Parce que leurs besoins sont singuliers et leurs exigences grandes, les professionnels du droit peinent à trouver un produit correspondant à leurs attentes. Aude Vandenbroucque, counsel chez Philip Morris, cherchait un outil permettant de modéliser la prise de risque juridique. "J’ai été plutôt déçue car les produits sur lesquels je suis tombée n’étaient pas assez personnalisables, pas assez précis ou pas assez spécifiques", témoigne-t-elle. Cette difficulté vient de la typicité de certains domaines juridiques : ils ne se prêtent pas facilement à la standardisation. La juriste explique que la conception d’un logiciel de FAQ n’a pas été possible au sein de l’industriel puisque la réglementation du secteur du tabac se fonde sur du droit souple et de la jurisprudence. Le logiciel ne pouvant ni apprécier les circonstances de l’espèce ni interpréter les textes, il lui était impossible de donner les réponses nuancées qu’appelaient les questions qui lui étaient soumises. Même constat chez Hachette Illustrés : "Le domaine de l’édition est très spécifique, une solution standard n’est pas adaptée", affirme le general counsel Denis Mignan. Dans ces cas de figure, le temps de conception de l’outil ne vaut pas toujours le coup par rapport à la spécificité de son utilisation. "Nos besoins sont très précis. Il faudrait qu’un éditeur s’intéresse à notre projet puis qu’il s’engage dans un développement complexe et couteux afin d’aboutir à une solution de niche, constate quant à lui Thierry Vidal à propos du secteur des grands projets industriels. Les entreprises qui ont besoin de ce niveau de technicité ne sont pas nombreuses, ce n’est sans doute pas rentable pour les jeunes pousses." Finalement, il faudrait presque que chaque start-up du droit soit à la fois hautement technique sur le volet juridique et totalement adaptée à chaque secteur d’activité, tous ayant leurs spécificités. La tâche semble impossible.

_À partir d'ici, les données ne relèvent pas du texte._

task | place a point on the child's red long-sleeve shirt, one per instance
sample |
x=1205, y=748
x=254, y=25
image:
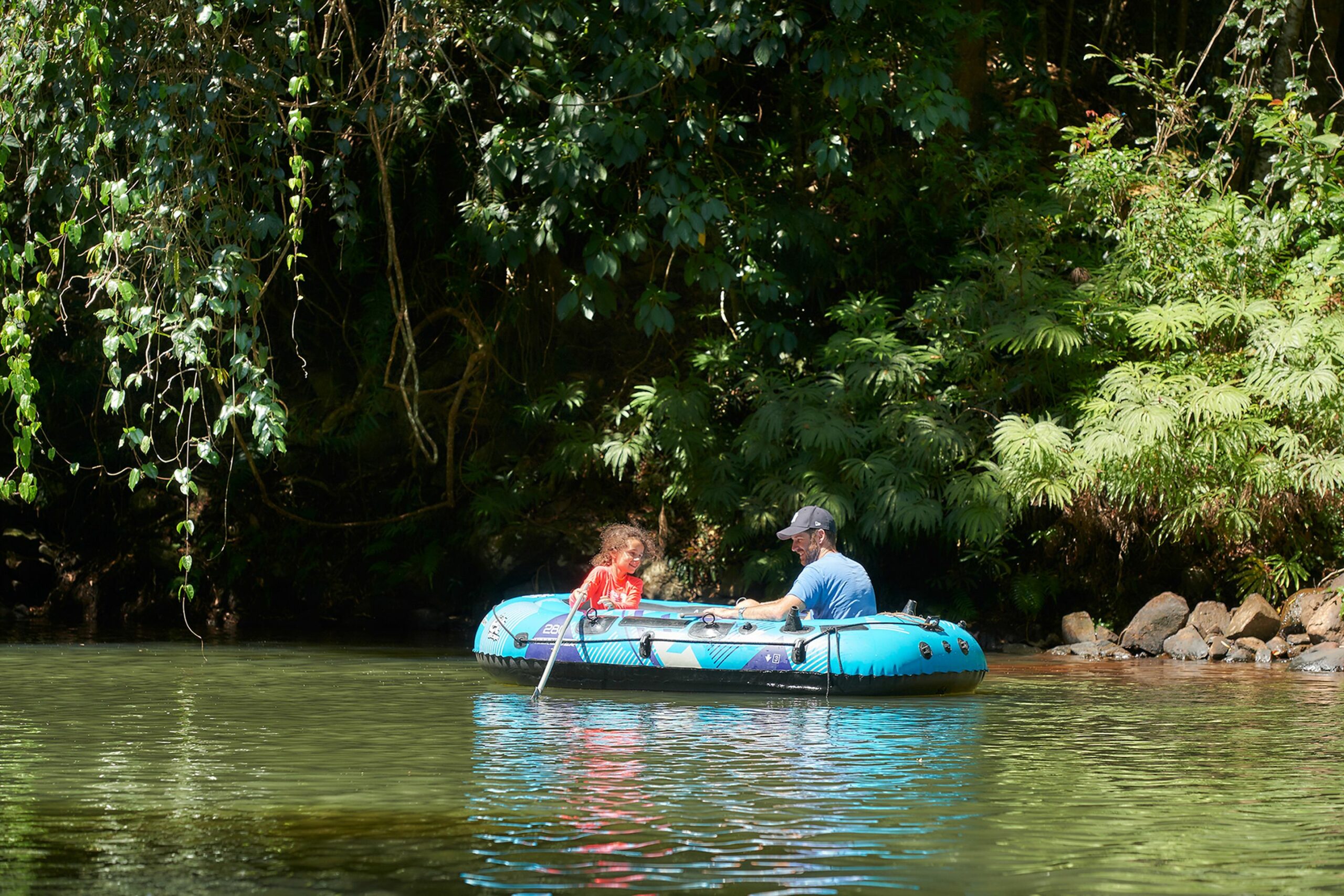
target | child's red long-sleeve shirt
x=601, y=586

"Fake it until you make it"

Dès lors, il faut peut-être dépasser l’idée qu’il est possible de trouver un outil miracle dans l’offre de la legaltech : trouver la correspondance parfaite prend du temps. Denis Mignan, general counsel chez Hachette Illustrés, a passé une année entière à identifier les besoins de sa direction juridique pour dégoter une solution d’automatisation des contrats qui répondait à ceux-ci. Bien conscient de la complexité des besoins des juristes, les start-up du droit peuvent être tentées de suive le dicton "fake it until you make it". Promettre des services et des fonctionnalités qui ne sont pas encore disponibles lors de la conclusion d’un contrat n’est cependant pas une démarche acceptable pour Marie Potel-Saville, la fondatrice et CEO d’Amurabi (lire son interview). "Il faut travailler avec honnêteté à propos du stade de développement de chaque produit, assure l’entrepreneuse, pour construire une relation de confiance. Les clients ont assez de maturité pour comprendre qu’on ne peut pas toujours tout développer d’un coup, mais il faut être clair sur ce qui fonctionne déjà, et sur ce que l’on espère voir fonctionner plus tard. "

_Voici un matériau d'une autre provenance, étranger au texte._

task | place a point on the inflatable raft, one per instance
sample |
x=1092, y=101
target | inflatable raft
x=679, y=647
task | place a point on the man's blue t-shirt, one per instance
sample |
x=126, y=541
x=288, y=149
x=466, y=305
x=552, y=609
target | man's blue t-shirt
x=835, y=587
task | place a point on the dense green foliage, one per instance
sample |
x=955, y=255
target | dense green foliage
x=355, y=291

Puisque le standard ne correspond pas aux attentes des juristes, il leur faudra travailler main dans la main avec les acteurs de la technologie juridique pour élaborer des outils sur mesure. C’est l’approche qu’a choisie d’adopter Amurabi dans la conception de ses solutions numériques basées sur le legal design. "Après la phase de recherche utilisateur, on propose un premier prototype lors d’un user testing. Les futurs utilisateurs du produit complètent une grille de tests fondés sur notre Lab de User Testing, ce qui nous permet de mesurer précisément la lisibilité, l’acceptabilité, la mémorisation ou encore la satisfaction. Ce n’est qu’une fois que tout le monde est satisfait que nous livrons l’outil." Pour convaincre la communauté juridique, les start-up du droit doivent donc placer le client au cœur de leur réflexion, "ce qui leur permet aussi de trouver un market fit plus rapidement", assure Philippe Laurence. Une solution là encore remise en cause par d’autres, qui considèrent que ce n’est pas au futur utilisateur de coconcevoir le produit mais au prestataire de proposer un outil adaptable, paramétrable. Le débat n’est pas tranché.